Abu Dhabi-based Mubadala Petroleum will pay over $1 billion for a 22 percent stake in the Tamar offshore gas field offshore from Israel’s Delek Drilling.
Delek on Thursday announced the signing of a sale and purchase agreement.
The current partners in the Tamar project are Delek Drilling (22 percent), Chevron (25 percent), Isramco (28.75 percent), Tamar Petroleum (16.75 percent), Dor Gas (4 percent) and Everest (3.5 percent).
Reserves in the Tamar lease, after production of more than 69.3 billion cubic metres (BCM), is about 300BCM of natural gas and 14 million barrels of condensate.

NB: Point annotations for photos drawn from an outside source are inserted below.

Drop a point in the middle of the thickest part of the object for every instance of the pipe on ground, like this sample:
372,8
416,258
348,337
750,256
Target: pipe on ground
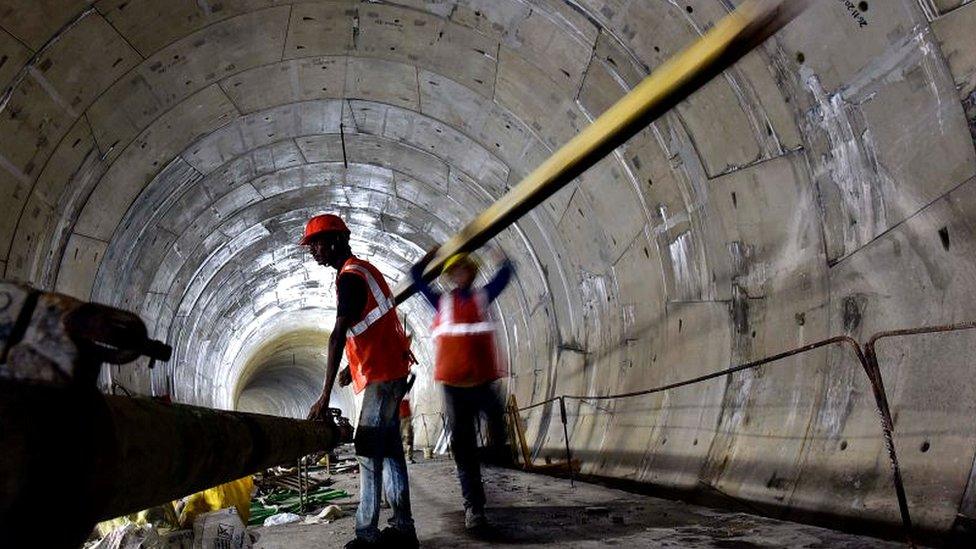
71,457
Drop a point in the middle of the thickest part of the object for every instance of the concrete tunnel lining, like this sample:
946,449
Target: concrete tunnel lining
785,202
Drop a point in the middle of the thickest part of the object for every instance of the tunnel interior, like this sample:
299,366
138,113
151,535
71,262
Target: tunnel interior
162,156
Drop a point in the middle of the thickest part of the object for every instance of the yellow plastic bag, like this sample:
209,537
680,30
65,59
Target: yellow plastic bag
163,517
236,493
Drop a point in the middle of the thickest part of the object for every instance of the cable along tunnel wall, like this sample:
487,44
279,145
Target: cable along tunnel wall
784,203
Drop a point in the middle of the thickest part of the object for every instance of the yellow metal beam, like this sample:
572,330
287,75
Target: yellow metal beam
732,38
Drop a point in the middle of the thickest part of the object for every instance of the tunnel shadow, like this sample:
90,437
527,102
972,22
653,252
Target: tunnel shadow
559,524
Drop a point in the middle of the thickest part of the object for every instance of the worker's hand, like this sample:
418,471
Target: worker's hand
498,255
320,410
429,256
345,377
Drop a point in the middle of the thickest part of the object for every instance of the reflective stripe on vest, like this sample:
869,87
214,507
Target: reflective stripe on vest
446,325
383,303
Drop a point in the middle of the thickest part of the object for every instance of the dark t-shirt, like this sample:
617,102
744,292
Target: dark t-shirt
352,296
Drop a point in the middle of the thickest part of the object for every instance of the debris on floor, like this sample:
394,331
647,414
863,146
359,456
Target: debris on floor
222,529
282,519
236,493
289,501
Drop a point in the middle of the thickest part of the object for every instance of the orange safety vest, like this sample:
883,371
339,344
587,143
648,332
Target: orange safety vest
377,346
464,338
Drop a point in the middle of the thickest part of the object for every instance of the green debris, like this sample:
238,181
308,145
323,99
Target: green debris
287,501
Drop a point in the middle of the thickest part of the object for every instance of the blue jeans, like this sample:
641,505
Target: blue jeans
464,408
381,462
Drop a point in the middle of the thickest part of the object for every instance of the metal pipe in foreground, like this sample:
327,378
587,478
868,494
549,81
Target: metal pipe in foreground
72,457
727,42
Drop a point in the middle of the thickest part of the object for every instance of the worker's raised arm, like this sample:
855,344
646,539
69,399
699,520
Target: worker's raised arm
337,344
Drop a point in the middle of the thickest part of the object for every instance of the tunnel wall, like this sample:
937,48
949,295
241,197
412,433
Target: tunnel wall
162,157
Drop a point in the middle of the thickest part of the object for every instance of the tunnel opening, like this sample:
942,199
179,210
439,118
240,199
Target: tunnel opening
162,157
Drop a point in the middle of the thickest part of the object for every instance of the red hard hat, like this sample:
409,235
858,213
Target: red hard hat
323,224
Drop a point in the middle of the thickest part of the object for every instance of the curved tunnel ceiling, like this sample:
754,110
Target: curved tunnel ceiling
163,156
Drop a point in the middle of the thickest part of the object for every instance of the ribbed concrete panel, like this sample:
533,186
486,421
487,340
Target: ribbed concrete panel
33,22
163,156
14,54
199,115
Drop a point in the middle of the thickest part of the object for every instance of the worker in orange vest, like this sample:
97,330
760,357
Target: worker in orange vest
368,330
466,363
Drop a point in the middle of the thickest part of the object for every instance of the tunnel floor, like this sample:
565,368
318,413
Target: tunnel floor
532,510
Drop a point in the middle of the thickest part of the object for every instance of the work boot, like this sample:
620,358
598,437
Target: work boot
391,537
474,519
360,543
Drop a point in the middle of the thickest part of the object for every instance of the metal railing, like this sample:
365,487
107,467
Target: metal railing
866,355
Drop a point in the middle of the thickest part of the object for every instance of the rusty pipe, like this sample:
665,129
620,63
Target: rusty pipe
72,457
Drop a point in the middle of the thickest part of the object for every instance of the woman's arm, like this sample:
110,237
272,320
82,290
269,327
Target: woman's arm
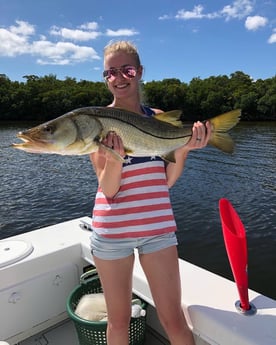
174,170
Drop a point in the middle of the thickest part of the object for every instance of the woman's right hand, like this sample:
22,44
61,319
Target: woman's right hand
113,141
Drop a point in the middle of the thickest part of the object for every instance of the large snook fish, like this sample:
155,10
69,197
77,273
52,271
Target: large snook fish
81,131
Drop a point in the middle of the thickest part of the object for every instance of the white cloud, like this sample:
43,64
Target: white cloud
164,17
22,28
255,22
239,9
121,32
62,53
75,35
22,38
272,38
236,10
14,40
89,26
196,13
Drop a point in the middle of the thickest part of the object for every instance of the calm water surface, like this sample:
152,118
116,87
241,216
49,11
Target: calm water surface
39,190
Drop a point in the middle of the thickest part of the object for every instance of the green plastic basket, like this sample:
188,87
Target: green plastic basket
94,332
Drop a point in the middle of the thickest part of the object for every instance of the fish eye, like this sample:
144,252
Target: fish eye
48,129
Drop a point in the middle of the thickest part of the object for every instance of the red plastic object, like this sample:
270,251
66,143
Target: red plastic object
236,247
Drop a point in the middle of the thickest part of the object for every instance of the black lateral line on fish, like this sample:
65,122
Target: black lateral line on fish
173,136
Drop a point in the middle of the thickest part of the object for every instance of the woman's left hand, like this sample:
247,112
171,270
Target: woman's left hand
200,136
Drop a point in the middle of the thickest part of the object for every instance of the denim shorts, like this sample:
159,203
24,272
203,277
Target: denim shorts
112,249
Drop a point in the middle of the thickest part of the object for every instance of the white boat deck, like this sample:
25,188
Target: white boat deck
33,293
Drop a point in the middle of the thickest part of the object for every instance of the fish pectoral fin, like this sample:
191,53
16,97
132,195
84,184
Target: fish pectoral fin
114,153
172,117
222,141
169,157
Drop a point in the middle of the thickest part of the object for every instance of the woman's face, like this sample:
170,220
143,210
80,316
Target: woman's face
123,80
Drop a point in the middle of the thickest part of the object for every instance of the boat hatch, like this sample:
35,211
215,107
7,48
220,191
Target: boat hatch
12,251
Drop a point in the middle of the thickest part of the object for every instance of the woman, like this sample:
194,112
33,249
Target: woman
133,210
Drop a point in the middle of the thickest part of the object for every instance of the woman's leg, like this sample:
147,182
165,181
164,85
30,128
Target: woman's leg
116,280
162,272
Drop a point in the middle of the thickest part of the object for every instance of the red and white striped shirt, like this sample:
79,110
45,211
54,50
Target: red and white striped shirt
142,205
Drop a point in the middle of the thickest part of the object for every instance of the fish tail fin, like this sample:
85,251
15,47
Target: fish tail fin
220,125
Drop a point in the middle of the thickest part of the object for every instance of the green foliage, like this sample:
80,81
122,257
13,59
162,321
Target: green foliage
44,98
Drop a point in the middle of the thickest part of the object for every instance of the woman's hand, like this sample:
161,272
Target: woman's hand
113,141
200,136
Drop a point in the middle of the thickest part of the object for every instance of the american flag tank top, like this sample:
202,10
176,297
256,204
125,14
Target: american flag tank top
142,205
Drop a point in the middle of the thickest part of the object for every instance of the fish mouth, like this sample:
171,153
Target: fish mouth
24,137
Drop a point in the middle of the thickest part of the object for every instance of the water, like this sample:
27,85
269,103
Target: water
40,190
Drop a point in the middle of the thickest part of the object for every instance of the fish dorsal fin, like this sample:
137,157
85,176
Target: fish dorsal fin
172,117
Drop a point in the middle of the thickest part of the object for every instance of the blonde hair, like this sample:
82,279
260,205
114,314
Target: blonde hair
122,46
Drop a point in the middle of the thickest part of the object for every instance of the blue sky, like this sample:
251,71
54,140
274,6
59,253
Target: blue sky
176,39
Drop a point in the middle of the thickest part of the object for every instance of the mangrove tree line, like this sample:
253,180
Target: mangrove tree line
44,98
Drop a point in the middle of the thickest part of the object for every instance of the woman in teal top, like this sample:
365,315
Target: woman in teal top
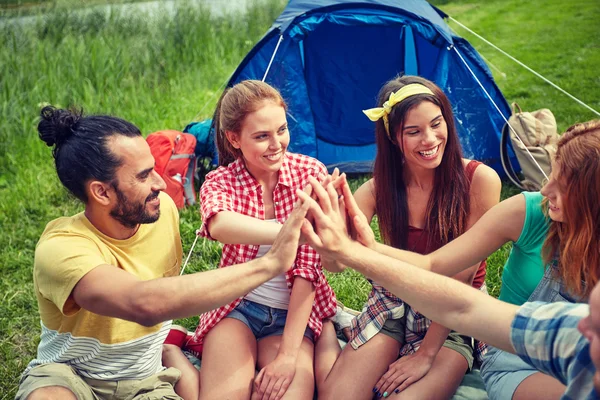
524,268
555,255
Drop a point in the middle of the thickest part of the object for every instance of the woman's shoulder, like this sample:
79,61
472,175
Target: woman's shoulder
224,173
301,162
365,194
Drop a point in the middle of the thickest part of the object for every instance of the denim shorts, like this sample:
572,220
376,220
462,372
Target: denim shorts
503,372
263,321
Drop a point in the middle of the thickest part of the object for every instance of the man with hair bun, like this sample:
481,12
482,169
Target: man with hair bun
106,279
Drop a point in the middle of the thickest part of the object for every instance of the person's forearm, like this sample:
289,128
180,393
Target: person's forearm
193,294
300,307
229,227
333,266
446,301
437,334
416,259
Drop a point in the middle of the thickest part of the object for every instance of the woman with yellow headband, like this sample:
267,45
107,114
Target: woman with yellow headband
424,194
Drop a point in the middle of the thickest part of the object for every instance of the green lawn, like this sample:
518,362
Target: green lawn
162,78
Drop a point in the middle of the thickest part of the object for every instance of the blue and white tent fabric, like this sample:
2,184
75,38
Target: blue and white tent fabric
329,58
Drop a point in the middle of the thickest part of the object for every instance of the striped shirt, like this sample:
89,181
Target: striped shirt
96,346
545,336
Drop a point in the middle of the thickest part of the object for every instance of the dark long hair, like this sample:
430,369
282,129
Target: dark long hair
576,241
81,150
233,107
448,206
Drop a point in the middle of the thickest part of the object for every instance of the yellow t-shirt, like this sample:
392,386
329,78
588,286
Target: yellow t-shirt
96,346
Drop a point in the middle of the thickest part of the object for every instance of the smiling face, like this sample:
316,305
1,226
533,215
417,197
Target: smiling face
263,140
552,191
137,185
423,137
590,329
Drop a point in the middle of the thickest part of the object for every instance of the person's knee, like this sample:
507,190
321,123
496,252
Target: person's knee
170,350
52,393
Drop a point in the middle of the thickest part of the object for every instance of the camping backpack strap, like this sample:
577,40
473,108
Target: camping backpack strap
505,159
188,180
173,152
534,137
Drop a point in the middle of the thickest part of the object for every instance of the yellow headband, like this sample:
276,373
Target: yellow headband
375,114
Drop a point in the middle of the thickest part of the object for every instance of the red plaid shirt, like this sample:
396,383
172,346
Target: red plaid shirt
232,188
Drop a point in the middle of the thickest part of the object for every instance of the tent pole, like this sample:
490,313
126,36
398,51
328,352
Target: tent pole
272,57
527,68
497,108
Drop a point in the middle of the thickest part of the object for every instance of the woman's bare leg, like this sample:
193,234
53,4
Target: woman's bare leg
303,384
188,385
441,381
355,372
539,386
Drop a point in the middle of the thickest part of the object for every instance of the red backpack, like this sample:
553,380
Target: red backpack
173,153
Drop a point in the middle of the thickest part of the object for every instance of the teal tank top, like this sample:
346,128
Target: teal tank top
524,268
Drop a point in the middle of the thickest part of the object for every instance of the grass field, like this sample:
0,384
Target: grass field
161,75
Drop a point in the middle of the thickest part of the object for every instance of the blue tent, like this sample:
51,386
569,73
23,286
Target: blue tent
329,58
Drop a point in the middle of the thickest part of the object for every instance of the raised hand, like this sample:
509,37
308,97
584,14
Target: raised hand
329,235
275,378
283,251
358,227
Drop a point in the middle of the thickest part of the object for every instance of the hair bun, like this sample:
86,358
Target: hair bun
56,125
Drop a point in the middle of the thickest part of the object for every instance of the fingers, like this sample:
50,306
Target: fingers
314,208
333,198
298,214
336,174
269,388
409,381
311,237
388,383
278,394
351,205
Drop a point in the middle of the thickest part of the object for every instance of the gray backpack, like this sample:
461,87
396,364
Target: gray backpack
539,134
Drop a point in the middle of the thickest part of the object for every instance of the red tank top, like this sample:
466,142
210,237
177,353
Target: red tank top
418,239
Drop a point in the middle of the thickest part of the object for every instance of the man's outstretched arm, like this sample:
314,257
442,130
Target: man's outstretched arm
108,290
442,299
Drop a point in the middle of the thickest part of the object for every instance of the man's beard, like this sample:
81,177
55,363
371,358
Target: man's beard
130,214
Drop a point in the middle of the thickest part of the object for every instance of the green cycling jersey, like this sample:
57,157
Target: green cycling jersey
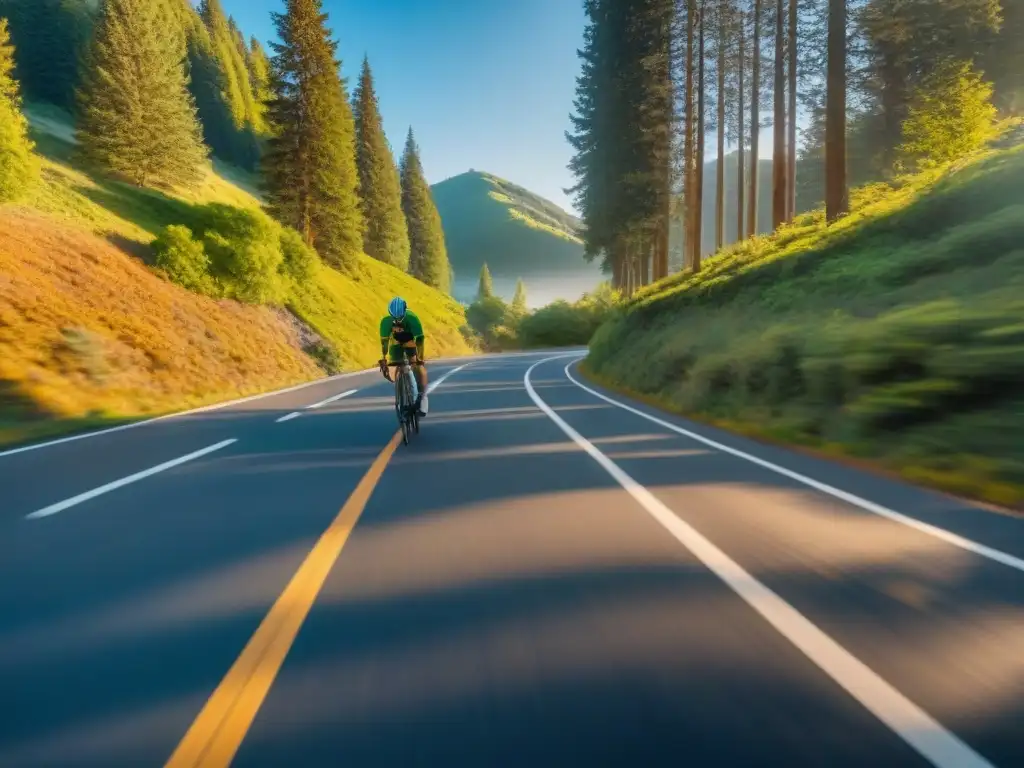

Under the gas framework, outlined by the Government of Israel, Delek Drilling is obliged to sell all of its holdings in Tamar by the end of 2021.
The Tamar field was discovered in 2009 and is located 90km west of Haifa, offshore Israel, at an overall depth of 5,000 metres below sea level, and in waters that are 1,700 metres deep.
Production began in 2013, where the natural gas in Tamar is extracted through five production wells.
Delek said the discovery and development of the Tamar field which is playing a critical role in de-carbonising the region as gas-produced electricity rapidly replaces electricity derived from coal.
Gas from the Tamar field was also the first gas to be exported from Israel when Jordan began receiving gas from the field in 2017, followed by Egypt in 2020.
Mubadala Petroleum has assets in 10 countries and is a wholly-owned subsidiary of Mubadala Investment Company.
Yossi Abu, CEO of Delek Drilling said: ”This transaction marks a milestone in the alignment between Israel and the UAE following the Abraham Accords Peace Agreement signed between the two countries in 2020.
“On completion, the deal will represent one of the largest transactions between an Israeli entity and an Arab entity, which shows how Israel’s natural gas resources can be a source of collaboration between nations.”